Current large language models (LLMs) rely predominantly on implicit, static weight-based safety alignment, which hinders auditability and dynamic adaptation. To address this, we propose Cognition-of-Thought (CooT), a decoding-phase framework that establishes a generator–perceiver collaborative cognitive self-monitoring loop to enable explicit, dynamic sociocognitive alignment during inference. Our approach shifts alignment from the parameter level to the reasoning level, supporting policy updates without fine-tuning. Key innovations include hierarchical value-principle evaluation, generation rollback mechanisms, and guided injection that integrates social priors with context-aware warnings. We further introduce a priority-based cognitive intervention framework for targeted alignment control. Experiments demonstrate that CooT achieves substantial improvements across multiple safety and social reasoning benchmarks, exhibiting strong generalization, real-time adaptability, and enhanced interpretability and auditability—without modifying model weights.

Large language models (LLMs) excel at complex reasoning but can still exhibit harmful behaviors.
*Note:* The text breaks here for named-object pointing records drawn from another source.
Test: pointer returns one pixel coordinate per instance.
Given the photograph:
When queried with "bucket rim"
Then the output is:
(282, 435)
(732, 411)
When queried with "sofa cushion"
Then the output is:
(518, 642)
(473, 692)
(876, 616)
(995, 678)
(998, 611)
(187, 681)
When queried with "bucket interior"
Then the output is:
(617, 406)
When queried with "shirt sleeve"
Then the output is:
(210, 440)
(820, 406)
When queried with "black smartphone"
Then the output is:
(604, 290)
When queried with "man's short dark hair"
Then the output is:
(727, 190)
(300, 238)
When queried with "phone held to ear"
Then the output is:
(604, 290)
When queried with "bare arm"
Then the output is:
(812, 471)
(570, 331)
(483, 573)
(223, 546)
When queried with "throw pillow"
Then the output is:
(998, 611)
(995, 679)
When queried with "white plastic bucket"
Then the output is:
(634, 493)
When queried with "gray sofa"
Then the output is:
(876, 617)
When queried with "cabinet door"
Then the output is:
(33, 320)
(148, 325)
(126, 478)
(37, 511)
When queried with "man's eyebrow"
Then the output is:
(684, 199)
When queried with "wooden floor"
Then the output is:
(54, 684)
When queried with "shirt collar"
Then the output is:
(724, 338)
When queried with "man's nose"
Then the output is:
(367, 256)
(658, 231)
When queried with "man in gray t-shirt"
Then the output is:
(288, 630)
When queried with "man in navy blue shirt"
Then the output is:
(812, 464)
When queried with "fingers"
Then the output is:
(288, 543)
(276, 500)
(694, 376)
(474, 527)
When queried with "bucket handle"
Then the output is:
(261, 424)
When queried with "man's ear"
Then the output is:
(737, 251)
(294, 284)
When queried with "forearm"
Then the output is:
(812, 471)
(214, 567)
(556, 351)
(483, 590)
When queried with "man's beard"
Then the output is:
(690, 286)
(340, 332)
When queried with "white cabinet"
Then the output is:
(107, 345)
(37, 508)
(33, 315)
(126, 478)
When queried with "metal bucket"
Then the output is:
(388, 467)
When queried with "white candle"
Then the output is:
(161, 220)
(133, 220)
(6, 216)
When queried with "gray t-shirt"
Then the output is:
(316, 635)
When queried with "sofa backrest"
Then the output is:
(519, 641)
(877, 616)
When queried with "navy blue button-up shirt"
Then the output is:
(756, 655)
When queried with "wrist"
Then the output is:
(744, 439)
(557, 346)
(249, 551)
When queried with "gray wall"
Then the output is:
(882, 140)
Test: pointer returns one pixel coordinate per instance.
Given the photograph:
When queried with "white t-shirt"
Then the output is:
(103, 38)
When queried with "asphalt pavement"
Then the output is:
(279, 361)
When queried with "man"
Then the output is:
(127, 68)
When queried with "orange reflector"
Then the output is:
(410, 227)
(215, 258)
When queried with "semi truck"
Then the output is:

Current alignment strategies typically embed safety into model weights, making these controls implicit, static, and difficult to modify. This paper introduces Cognition-of-Thought (CooT), a novel decoding-time framework that equips LLMs with an explicit cognitive self-monitoring loop. CooT couples a standard text Generator with a cognitive Perceiver that continuously monitors the unfolding sequence. The Perceiver uses a structured, precedence-based hierarchy of principles (e.g., safety over obedience) to detect potential misalignments as they arise. When violations are flagged, CooT intervenes by rolling back the generation to the point of error and regenerating under injected guidance that combines universal social priors with context-specific warnings. CooT thus transforms alignment from a fixed property into an explicit, dynamic, and auditable process active during inference, allowing for flexible policy updates without retraining the model. Extensive experiments across multiple benchmarks and model families confirm that CooT consistently improves safety and social reasoning performance.